Do not invest more money than you can afford to lose.
UK’s first and largest P2P lending platform – Zopa – informed its retail lenders that it temporarily stops accepting new investments due to low interest in loans.
In an e-mail to its customers, quoted by The Telegraph, the platform said it is monitoring the levels of new money and will be stopping incoming transfers when necessary. “We always aim to lend your money out in a reasonable time. However, with current volumes of new money transfers combined with demands for loans seasonally declining in December, we don’t expect this to be achievable this month,” Zopa said and added that currently the time to lend new money is projected to be lengthy, so it is not accepting new money.
Payments from received from borrowers, however, can be reinvested.
According to Warren Mead, global co-lead for Fintech at consultancy KPMG, quoted by Financial Times one of the reasons for this temporary move is the oversaturation of the market both in terms of competition and in terms of lenders.
“Both retail and institutional investors have been piling money into the platforms — and for most mature platforms there is no shortage of money,” Mead told Financial Times. “The constraint for the industry is getting new loans on the platforms.”
On another hand, the UK alternative finance market has been showing signs of slowing.

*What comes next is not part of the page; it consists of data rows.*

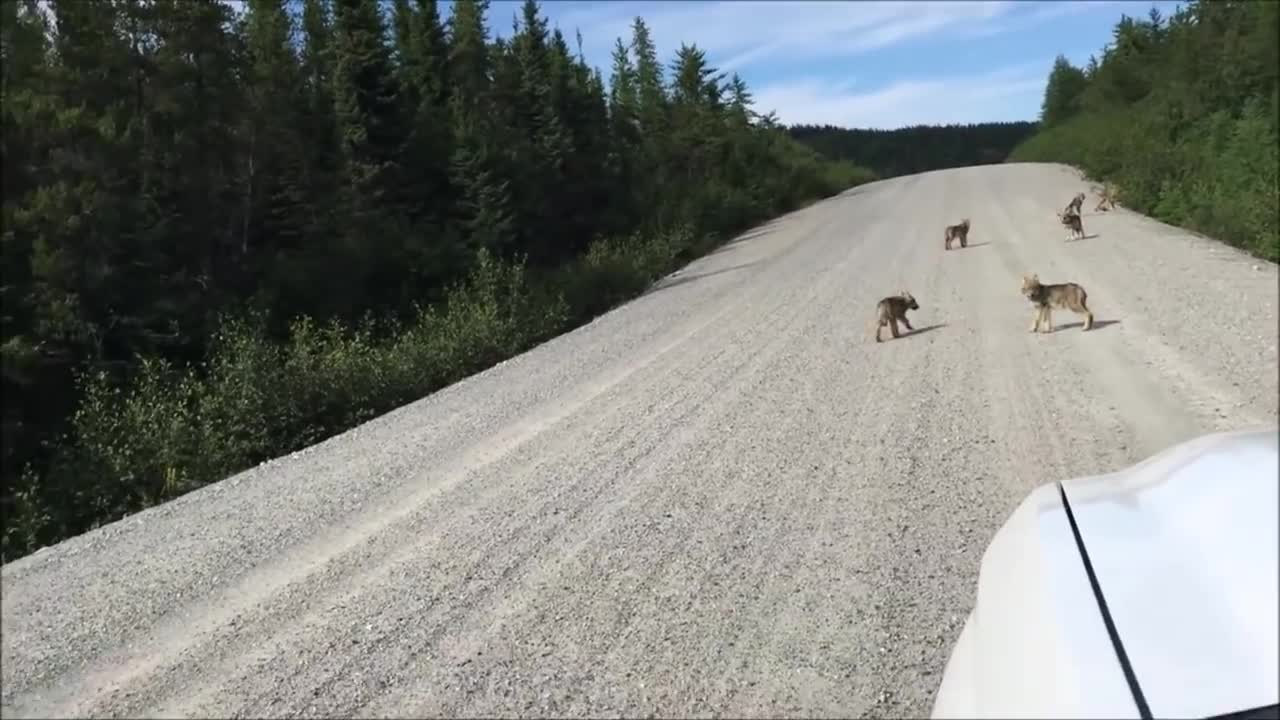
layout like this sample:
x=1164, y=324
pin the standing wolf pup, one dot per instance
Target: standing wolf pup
x=1045, y=297
x=1072, y=220
x=892, y=310
x=956, y=232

The growth in 2015 was still strong, despite being half that in previous years. This year, however, a report of financial markets analytics provider AltFi Data revealed that the market is shrinking.

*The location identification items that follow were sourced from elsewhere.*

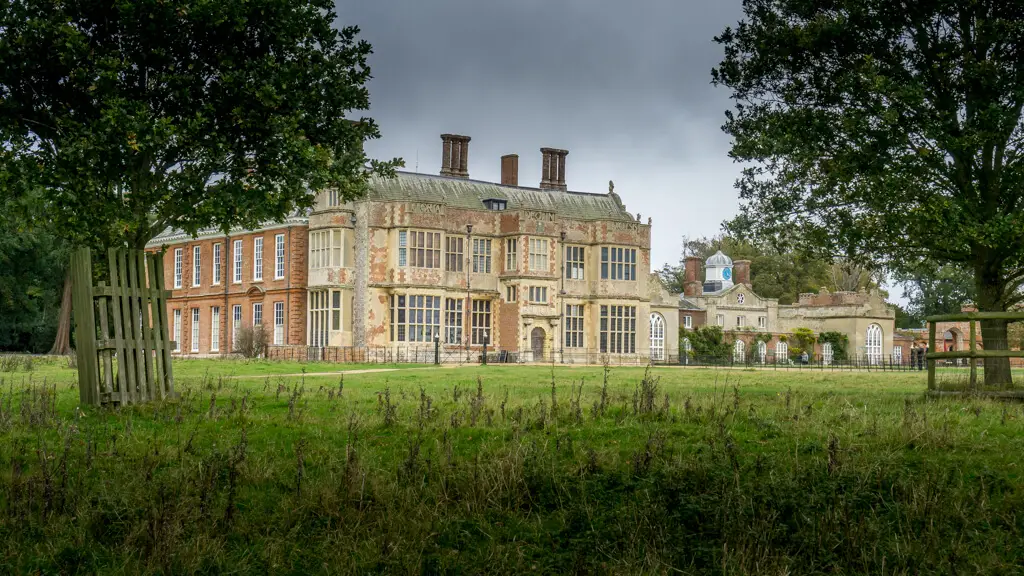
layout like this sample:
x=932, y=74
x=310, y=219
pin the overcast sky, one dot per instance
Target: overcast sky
x=624, y=86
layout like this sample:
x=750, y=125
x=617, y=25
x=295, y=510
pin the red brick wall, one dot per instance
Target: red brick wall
x=291, y=290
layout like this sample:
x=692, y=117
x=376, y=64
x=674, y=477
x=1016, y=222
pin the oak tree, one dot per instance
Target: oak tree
x=887, y=128
x=138, y=115
x=132, y=116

Furthermore, Financial Times notes, there is the controversy that the large institutional lenders and investors like banks, investment trusts and venture funds that are investing through lending and crowdfunfing platforms are “cherry-picking” the most lucrative investment options leaving the crumbs for the small retail investors. A recent survey of the University of Cambridge, for example, found that banks account for around one quarter of all lending on UK’s P2P lending platforms.

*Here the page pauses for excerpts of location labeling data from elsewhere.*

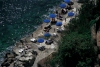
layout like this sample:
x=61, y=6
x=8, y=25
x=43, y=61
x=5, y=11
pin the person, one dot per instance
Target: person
x=65, y=19
x=54, y=29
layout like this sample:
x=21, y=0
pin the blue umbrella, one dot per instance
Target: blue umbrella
x=46, y=21
x=47, y=34
x=40, y=40
x=52, y=15
x=58, y=23
x=70, y=14
x=62, y=5
x=67, y=1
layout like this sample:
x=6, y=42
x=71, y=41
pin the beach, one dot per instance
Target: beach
x=27, y=44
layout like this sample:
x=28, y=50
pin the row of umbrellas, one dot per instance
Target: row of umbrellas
x=54, y=15
x=41, y=40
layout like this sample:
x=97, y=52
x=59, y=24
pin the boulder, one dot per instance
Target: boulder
x=44, y=61
x=26, y=60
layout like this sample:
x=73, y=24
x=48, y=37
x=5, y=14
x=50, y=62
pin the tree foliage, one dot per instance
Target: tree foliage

Zopa was launched in 2005 and is the largest and oldest UK P2P lending platform. According to some estimates, it has around 20% share of the UK market and since its launch has provided over £1.8 billion in loans. Recently the company applied for a for a banking license with the Prudential Regulation Authority (PRA), and the Financial Conduct Authority (FCA). The plan is to launch Zopa Bank, which will be extending company’s existing suite of investor and borrower products by offering FSCS protected deposit accounts to savers and overdraft alternatives to borrowers.